1982年のデビュー以来、女優と歌手の両面で活躍を続ける原田知世。2015年に発表した「恋愛小説」は、キャリア初となる全編英語詞のカバーアルバムです。
CD版はUniversal Music / Verveから SHM-CD仕様でリリースされ、同年9月にはディスクユニオンのTHINK! RECORDSからアナログ盤が発売されました。
原田知世 - 恋愛小説
Think! - THLP356

プロデュースは、近年の原田知世作品を手がけるギタリスト・作曲家の伊藤ゴローが担当しています。
1940年代のスタンダードナンバーから2010年代のポップスまで、時代もジャンルも異なるラブソング10曲を、アコースティック〜ボサノヴァ〜ジャズのテイストで統一。原田知世の透明感ある歌声を活かした、親密で上質な音楽空間に仕上がっています。Norah Jonesの「Don't Know Why」では、作者のJesse Harrisがデュエットで参加するなど、制作陣の人脈も光る一枚です。
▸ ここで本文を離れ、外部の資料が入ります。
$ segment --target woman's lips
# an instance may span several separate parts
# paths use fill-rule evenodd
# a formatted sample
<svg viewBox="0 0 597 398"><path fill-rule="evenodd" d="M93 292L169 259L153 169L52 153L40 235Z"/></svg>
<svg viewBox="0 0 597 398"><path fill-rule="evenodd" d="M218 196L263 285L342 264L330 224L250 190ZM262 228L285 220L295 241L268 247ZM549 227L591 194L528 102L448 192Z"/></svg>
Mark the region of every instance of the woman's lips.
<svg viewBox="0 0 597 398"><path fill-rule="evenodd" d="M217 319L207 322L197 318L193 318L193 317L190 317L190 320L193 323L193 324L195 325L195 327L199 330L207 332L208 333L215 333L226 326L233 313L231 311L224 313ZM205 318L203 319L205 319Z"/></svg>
このアナログ盤の最大の特徴は「マスター盤プレッシング」です。
通常のレコードプレスでは、ラッカー盤からマスター盤、マザー盤、スタンパー盤と数回のコピー工程を経ますが、本盤ではマスター盤から直接プレスしています。さらに、オリジナル・マスターテープからデジタルを一切介さず、全工程をアナログで処理。カッティングは日本コロムビアのエンジニアが担当し、ディスクユニオンの監修のもと、ダイレクトで鮮度の高いサウンドを実現しました。
ポップスとしては自然な録音で、音質も良好です。
原田知世の作品に共通して感じるのは、周囲のスタッフに恵まれているということでしょう。良い意味でソフトロックと通じる、プロフェッショナルによる洗練された商業作品です。96kHz/24bitのハイレゾ版も配信されています。
願わくは日本語の歌で収録してほしかったところです。